Guam – At the very first Charter Schools roundtable meeting today, stakeholders disagreed on the what the extent of the Guam Department of Education’s involvement should be with charter schools.
Present were representatives from Guam’s current charter schools–Guahan Academy Charter Schools and iLearn Academy, as well as a representative from SIFA, which is scheduled to open in August–Public auditor Doris Flores Brooks, Education Superintendent Jon Fernandez and members of the Guam Education Board and the Guam Academy Charter School Council.
During the discussion, both iLearn Chief Operating Officer Helen Nishihira and GACS consultant Marilyn Manibusan noted that their students have done well in their standardized testing scores.
Nishihira also talked about the challenges of getting $8.6 million cut from their budget in the middle of the school year but noted that, along with the rest of GovGuam, they’re trying to rise to the challenge.
Manibusan gave a similar message in terms of having to deal with a reduction in funds.
But it was in the discussion on the extent of GDOE’s involvement with the charter schools as well as whether charters need to follow GovGuam procurement procedures that opposing views were most glaring.
Manibusan questioned the presence of GDOE on the charter schools council, stating the law that created them intended charter schools to be separate from the department. She also added that one of the sections creating charters said they should exclusively handle their own accounts.
“We are all for accountability. I mean, we are. We’re not saying we shouldn’t be, we are trying. Like we said, we’re the first charter school and we’re trying our best. We don’t do things purposely and intently so we can defy the law,” said Manibusan.
This was a different point of view from GEB Chairman Mark Mendiola:
“I think it should be very clear to everybody around the table that if the Department of Education is going to be sharing its funds to help with the charter schools, that they, too, also go under the same scrutiny that we undergo,” noted Mendiola.
Guam Academy Charter Schools Council member Yuka Oguma agreed.
“I believe the procurement process is necessary because we’re using government funds and we should have some–we were just talking about having accountability. And that’s one of the biggest things. My main concern with how each charter school is using the funds that were given from the Department of Education,” said Oguma.

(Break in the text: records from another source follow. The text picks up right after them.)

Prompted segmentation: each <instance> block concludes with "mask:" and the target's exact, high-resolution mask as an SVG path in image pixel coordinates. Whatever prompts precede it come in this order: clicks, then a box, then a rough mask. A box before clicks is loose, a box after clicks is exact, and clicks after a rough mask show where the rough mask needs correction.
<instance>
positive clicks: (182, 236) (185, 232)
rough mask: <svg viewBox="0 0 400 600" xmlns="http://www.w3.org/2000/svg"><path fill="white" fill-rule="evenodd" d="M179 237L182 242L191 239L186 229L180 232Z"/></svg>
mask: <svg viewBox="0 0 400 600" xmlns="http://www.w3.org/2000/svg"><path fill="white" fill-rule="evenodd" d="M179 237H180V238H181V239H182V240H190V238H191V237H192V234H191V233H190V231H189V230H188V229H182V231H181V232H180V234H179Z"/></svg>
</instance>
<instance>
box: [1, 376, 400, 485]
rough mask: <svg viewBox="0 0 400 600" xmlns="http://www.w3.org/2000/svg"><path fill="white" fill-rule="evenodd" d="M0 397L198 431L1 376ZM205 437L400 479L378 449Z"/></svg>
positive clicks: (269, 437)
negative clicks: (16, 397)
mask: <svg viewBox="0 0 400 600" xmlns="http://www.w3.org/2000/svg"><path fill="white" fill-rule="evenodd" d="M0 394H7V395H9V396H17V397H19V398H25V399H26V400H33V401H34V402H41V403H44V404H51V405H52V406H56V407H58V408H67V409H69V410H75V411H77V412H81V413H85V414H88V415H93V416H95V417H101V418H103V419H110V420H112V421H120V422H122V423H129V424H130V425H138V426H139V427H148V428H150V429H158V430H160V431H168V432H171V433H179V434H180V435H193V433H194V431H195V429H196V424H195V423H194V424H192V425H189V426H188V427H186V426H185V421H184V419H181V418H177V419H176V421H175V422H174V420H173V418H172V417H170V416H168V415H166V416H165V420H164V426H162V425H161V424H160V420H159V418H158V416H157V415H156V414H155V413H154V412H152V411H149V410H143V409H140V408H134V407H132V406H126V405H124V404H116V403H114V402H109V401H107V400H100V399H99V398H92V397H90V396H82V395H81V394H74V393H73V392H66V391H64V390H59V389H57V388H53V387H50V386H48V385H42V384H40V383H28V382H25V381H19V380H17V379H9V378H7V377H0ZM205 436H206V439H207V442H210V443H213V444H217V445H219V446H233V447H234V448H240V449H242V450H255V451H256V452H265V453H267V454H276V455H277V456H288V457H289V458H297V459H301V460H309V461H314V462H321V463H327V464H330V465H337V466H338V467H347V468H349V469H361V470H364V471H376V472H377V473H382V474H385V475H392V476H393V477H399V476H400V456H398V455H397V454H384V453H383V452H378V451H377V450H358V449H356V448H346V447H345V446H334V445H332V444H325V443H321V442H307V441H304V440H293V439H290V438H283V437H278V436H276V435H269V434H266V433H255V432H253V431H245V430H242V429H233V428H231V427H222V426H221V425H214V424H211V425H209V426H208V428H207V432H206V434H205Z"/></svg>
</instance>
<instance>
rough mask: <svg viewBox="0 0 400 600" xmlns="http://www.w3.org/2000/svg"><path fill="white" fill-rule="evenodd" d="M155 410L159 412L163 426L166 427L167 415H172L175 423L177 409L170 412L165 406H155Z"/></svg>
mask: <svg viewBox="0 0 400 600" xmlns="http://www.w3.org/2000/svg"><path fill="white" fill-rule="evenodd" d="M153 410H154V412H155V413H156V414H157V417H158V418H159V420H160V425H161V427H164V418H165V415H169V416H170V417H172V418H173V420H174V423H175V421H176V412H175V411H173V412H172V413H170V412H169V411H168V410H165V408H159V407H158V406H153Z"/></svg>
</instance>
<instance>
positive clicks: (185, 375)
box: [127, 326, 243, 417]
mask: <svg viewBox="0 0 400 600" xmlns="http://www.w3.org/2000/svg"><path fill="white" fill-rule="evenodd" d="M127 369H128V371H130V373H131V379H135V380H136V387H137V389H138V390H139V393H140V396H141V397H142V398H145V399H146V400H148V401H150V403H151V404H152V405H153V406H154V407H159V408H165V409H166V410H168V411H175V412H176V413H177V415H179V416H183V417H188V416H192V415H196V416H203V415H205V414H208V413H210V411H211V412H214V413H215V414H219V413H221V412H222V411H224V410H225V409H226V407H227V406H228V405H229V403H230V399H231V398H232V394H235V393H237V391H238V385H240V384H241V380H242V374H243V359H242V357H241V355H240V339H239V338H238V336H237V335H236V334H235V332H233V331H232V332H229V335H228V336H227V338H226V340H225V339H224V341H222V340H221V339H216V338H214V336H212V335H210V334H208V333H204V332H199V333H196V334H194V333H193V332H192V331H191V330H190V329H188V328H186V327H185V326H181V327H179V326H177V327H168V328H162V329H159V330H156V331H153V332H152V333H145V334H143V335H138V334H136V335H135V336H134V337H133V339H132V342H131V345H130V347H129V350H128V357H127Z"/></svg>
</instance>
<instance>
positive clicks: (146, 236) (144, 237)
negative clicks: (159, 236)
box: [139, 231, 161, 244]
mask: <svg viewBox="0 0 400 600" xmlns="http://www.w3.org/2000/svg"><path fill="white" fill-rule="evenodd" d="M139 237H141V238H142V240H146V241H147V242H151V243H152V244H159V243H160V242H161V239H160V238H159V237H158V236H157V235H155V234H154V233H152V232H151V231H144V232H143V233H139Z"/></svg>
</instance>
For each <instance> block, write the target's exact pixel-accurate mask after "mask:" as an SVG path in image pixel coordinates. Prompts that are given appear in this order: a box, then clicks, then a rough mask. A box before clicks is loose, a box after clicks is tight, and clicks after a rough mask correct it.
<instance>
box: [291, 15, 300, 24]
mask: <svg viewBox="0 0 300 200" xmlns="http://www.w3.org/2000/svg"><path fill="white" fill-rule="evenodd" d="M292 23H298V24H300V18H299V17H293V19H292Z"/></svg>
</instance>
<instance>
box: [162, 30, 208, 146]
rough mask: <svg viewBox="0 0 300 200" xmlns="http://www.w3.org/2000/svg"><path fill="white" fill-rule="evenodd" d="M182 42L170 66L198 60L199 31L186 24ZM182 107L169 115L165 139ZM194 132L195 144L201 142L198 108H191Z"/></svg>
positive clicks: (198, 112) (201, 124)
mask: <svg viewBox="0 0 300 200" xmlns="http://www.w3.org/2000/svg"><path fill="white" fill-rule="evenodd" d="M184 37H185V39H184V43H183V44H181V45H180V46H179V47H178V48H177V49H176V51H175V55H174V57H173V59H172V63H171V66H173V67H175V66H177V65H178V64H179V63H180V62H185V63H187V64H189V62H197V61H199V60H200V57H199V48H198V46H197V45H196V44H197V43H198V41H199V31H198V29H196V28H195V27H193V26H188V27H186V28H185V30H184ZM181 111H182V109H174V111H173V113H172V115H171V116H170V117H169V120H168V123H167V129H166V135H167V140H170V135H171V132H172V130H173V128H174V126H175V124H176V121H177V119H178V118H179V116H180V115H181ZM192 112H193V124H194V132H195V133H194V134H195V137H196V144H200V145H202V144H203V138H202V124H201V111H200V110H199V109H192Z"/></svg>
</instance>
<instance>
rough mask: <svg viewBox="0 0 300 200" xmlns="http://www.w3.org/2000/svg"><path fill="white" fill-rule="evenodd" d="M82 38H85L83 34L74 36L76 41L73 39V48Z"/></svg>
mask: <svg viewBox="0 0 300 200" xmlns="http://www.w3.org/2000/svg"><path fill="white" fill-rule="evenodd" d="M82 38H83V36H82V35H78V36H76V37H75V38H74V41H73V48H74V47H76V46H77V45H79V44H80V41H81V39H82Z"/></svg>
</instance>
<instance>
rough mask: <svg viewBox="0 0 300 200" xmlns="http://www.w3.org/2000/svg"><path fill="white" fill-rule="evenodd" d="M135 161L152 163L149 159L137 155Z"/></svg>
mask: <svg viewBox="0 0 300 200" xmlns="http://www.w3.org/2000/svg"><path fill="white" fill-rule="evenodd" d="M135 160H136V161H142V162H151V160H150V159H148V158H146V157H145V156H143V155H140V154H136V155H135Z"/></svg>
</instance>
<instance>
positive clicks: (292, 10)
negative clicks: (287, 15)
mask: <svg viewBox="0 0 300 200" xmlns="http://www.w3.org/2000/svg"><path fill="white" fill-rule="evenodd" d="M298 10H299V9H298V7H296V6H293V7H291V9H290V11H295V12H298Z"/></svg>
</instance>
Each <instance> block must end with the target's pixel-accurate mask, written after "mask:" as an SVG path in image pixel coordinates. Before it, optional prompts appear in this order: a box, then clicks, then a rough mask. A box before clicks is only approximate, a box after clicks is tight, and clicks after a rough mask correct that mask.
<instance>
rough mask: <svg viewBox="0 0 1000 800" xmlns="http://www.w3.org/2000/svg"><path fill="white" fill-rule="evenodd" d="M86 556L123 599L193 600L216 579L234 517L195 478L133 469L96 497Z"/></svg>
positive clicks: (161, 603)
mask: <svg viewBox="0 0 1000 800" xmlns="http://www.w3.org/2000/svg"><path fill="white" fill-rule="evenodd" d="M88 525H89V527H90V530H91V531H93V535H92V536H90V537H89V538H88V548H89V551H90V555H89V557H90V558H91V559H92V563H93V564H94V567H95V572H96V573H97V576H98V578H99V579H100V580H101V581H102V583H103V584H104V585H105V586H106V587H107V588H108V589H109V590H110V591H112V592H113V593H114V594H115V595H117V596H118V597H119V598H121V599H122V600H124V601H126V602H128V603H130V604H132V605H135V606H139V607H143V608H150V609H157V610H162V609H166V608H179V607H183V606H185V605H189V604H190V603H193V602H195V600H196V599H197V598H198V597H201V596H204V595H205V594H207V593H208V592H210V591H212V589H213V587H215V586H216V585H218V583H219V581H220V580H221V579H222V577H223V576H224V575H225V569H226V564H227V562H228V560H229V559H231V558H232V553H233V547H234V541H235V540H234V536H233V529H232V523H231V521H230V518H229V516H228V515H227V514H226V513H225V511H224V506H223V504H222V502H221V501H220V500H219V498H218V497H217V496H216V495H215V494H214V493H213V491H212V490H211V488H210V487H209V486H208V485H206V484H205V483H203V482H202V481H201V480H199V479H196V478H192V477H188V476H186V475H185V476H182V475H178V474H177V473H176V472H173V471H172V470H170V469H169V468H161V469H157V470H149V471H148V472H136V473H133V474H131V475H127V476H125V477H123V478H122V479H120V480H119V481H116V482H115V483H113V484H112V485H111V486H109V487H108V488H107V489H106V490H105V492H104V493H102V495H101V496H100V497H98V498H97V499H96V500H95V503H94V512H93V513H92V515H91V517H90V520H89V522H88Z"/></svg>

Public Auditor Brooks gave her input, saying, “when the legislature passed the law, they said charter schools must follow GovGuam procurement regulations, therefore when you take money from a government, there are strings attached to it.”
Meantime, in regards to having purview of charter schools, Fernandez said, “The Legislature passed laws that have funded the charter schools out of the GDOE budget and required GDOE to validate charter school expenditures. So it appears very intentional that the Legislature meant for GDOE to have a major role.”
Fernandez says, however, that both he and the board have asked for either full separation of GDOE from charters or to allow GDOE to have greater control over charters.
Senator Castro was only able to tackle one of the topics on his agenda due to time constraints. He’ll be scheduling another roundtable in April for the charter schools to discuss their governance.